As the "Direct Line" goes on, it turns out that there are a lot of calls from abroad. People are calling from London, Paris, Zurich, Hanover, Hamburg ... Maybe they also have no running water? Moldova and Belarus are trying to get through… Even someone from Ukraine's Odesa asks whether Putin will come "to us, to Ukraine." That's a question with a trick to it! What are they saying?! They don't want to be Novorossiya, brazenly calling themselves "Ukraine"! And also, if the Russian president actually decides to visit Ukraine's southern city, will the Russian military be "going on vacation", and will people in Odesa face a Russian know-how in the form of curfews, tested for the past five years in Donetsk and Luhansk?
This time, one lucky Ukrainian journalist (or that's how he was presented) Valery Shvets has managed to ask Putin about Viktor Medvedchuk and the exchange of prisoners of war. The Kremlin chief showered his crony and family friend with plenty of compliments. It turns out that no one can reach deals with Putin, but Medvedchuk can – so go vote for his party! The only small thing yet to be done is to release captured Ukrainian citizens. By the way, it was perhaps the first time when Putin didn't even protest the suggestion of one day swapping Russian propaganda operative Vyshinsky for Ukrainian film director Sentsov. Well, at least he promises to think about it.
For Putin, this was already the 17th Direct Line, so he is now a grand master, and does not hesitate to emphasize this, playing on contrasts. Vladimir Putin even recalled the time when he had already begun his presidential mission in the 2000s. Volodymyr Zelensky was only performing in the KVN stand up show in Moscow back then, Putin reminds his audience.
And here's where the most interesting things start.
Putin bluntly says that, if Zelensky wants peace and promised it to his voters, he must fulfill Moscow's main demand to start a "direct dialogue" with Russian puppets in Donbas. The Kremlin thinks that the talks in the Trilateral Contact Group are not enough. Moscow wants Zelensky to recognize that there's "civil war" in Ukraine and say that "there are no Russians in Donbas".
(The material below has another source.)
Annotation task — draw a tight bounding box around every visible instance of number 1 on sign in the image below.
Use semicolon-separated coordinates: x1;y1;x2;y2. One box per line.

Surprisingly, Putin also demanded the same from the former president of Ukraine.
Poroshenko never did standup, and no one called him an inexperienced politician, but Moscow’s approaches are identical.
Wrapping up his huge Q&A, Putin put it straight: "We want to give the new Ukrainian leadership a chance."
But if there are no Russians in Donbas, why does the Kremlin continue to give these "chances"?